• Christelle Damoiseaux
    Christelle Damoiseaux
    assistantes sociales du Centre
  • Magali Vanstiphout
    Magali Vanstiphout
    animatrices du Centre

Il est du ressort de l’adulte de donner des repères

Salut & Fraternité : Le 27 juin 2012, la commission Education du Parlement approuve à l’unanimité le décret-mission EVRAS (Education à la vie relationnelle, sexuelle et affective) initié par la Ministre Simonet. Pouvez-vous nous le présenter en quelques mots ?

La Famille Heureuse : Il s’agit d’inscrire l’EVRAS dans les objectifs généraux de l’enseignement fondamental et secondaire.
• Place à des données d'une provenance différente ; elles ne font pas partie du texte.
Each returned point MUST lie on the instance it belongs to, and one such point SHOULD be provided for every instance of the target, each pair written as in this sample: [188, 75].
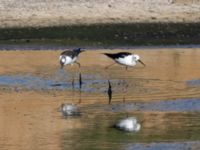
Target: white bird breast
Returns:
[68, 60]
[129, 124]
[128, 61]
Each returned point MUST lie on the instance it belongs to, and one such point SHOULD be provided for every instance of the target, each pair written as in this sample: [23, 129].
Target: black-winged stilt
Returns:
[129, 124]
[69, 57]
[124, 58]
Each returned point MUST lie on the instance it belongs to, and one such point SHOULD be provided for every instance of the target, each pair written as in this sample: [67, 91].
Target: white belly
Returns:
[127, 61]
[69, 60]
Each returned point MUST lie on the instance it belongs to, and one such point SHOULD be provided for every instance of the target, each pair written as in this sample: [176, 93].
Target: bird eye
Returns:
[63, 60]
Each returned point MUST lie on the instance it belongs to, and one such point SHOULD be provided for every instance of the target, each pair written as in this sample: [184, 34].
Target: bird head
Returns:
[62, 61]
[137, 59]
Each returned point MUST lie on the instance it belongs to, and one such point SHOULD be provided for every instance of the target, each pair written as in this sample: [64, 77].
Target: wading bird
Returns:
[69, 57]
[129, 124]
[124, 58]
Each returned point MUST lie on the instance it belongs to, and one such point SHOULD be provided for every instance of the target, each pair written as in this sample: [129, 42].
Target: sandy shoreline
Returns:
[42, 13]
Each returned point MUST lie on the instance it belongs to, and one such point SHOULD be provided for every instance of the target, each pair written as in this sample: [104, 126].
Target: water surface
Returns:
[164, 96]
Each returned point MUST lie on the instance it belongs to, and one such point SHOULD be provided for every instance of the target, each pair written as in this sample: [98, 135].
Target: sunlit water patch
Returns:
[165, 146]
[195, 82]
[179, 105]
[30, 82]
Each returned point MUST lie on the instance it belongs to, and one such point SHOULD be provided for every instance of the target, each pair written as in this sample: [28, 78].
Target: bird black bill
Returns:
[142, 63]
[61, 65]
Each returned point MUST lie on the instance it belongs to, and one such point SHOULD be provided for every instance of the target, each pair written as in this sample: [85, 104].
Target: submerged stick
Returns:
[80, 81]
[109, 92]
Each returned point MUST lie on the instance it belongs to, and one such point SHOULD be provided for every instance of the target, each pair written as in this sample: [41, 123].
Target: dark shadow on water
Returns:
[102, 35]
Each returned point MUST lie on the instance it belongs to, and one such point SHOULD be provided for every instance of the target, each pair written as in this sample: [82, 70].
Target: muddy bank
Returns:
[104, 35]
[39, 13]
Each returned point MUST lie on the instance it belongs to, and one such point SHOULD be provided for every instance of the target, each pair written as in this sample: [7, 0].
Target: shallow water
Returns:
[164, 97]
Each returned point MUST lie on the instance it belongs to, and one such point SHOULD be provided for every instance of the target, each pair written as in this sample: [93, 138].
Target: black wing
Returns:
[117, 55]
[68, 53]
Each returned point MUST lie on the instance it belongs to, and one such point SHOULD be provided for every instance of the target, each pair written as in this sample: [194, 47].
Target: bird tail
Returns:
[79, 50]
[109, 55]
Tout établissement scolaire a dès lors l’obligation de prendre des initiatives en la matière. Chaque école a néanmoins une autonomie d’action en fonction du projet pédagogique, et devra rendre rapport tous les trois ans sur les initiatives qu’elle aura prises.
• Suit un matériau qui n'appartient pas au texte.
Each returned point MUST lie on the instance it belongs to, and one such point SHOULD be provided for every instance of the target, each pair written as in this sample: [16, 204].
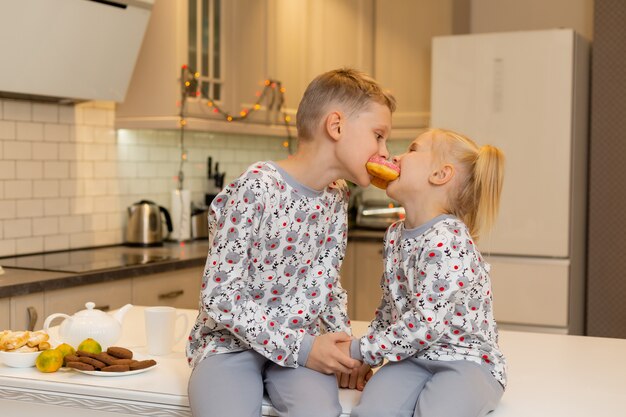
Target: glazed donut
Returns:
[382, 171]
S&F : La Fédération des centres de planning familial des Femmes Prévoyantes Socialistes, la Fédération Laïque des centres de planning familial et le Centre d’Action Laïque « se sont réjouis » de ce projet de décret. Concrètement, cela a-t-il amené du changement dans votre travail ?

F.H. : Oui! Dans le cadre de ce projet de décret, nous avons en effet eu la possibilité d’engager une éducatrice afin d’établir de nouvelles collaborations avec les écoles et d’agir avec et pour un plus grand nombre de jeunes. Nous espérons que le décret EVRAS pourra améliorer les conditions et la reconnaissance d’un travail que nous défendons, non sans mal, depuis plus de 40 ans.
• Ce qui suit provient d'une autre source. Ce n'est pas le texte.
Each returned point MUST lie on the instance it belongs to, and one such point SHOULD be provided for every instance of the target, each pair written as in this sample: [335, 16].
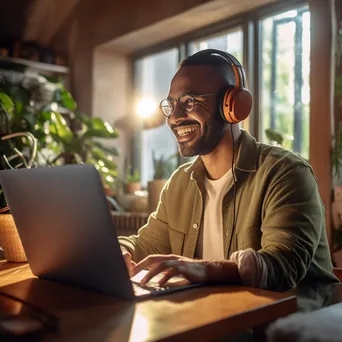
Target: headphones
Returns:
[234, 102]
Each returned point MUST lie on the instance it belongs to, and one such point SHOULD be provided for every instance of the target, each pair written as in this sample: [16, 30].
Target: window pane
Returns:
[285, 72]
[154, 76]
[231, 42]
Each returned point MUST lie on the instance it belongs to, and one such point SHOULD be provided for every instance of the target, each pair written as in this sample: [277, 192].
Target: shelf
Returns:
[39, 66]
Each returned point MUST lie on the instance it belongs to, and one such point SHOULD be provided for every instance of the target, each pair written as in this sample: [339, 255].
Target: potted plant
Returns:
[163, 169]
[12, 157]
[44, 108]
[132, 180]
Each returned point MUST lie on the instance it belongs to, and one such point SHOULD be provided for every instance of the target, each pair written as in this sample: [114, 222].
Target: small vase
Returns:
[10, 241]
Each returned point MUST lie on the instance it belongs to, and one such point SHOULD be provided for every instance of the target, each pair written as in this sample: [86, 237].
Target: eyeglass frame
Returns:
[177, 100]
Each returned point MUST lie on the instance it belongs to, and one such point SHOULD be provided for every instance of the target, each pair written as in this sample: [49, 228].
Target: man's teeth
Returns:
[186, 130]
(...) nous pensons que notre position d’intervenant externe à l’établissement scolaire, peut favoriser la liberté de paroles des jeunes mais leur permet également de bénéficier de notre expertise et de notre expérience quotidienne de travail en éducation affective et sexuelle.

S&F : Comment sont organisées les animations ? Le projet est-il étalé sur plusieurs années ? Par quel biais rentrez-vous dans les écoles ?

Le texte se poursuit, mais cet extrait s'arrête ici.